Revista Consultor Jurídico, 6 de maio de 2010, 16h11

Comentários de leitores

11 comentários

Correção

Armando do Prado (Professor)

digo, começará

Revolução no direito

Armando do Prado (Professor)

O presidente que a elite bacharelesca, branca, separatista e predadora de SP odeia, aos poucos vai fazendo uma revolução no direito, eliminando formalismos e positivismos que fizeram a alegria da estudantada do século XIX no Largo de S. Francisco.
Com essa decisão os poderosos defendidos por adEvogados de grife perderão vantagens, pois a prescrição começaram após a denúncia.
Avante!

Finalmente uma lei em favor da sociedade

F. Castle (Promotor de Justiça de 1ª. Instância)

Não sei se a maioria dos comentários aqui expostos deriva de ignorância ou má-fé.
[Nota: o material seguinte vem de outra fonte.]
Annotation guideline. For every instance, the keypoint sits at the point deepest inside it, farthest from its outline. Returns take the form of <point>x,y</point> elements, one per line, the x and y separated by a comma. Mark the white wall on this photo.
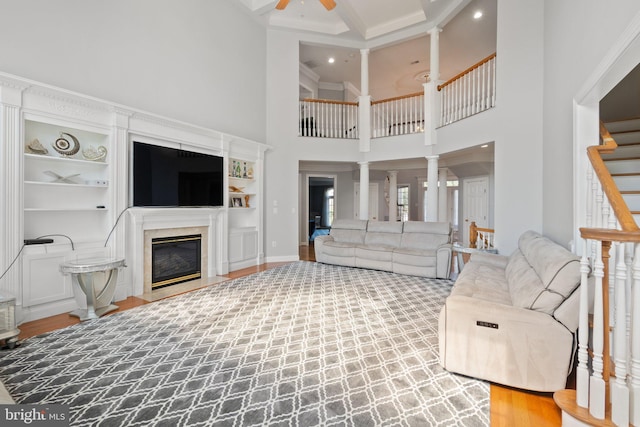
<point>199,61</point>
<point>515,124</point>
<point>579,34</point>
Ainda estou na dúvida.
E, lógico, já há (in)constitucionalistas de plantão a apontar suposta e absurda incongruência da nova lei com o texto constitucional... Já estava na hora da publicação de uma lei que atendesse não aos anseios daqueles que querem mais é ver o circo pegar fogo ao pugnar, sempre e sempre, por novas maneiras de se facilitar a impunidade, mas aos legítimos reclamos da sociedade! Aleluia!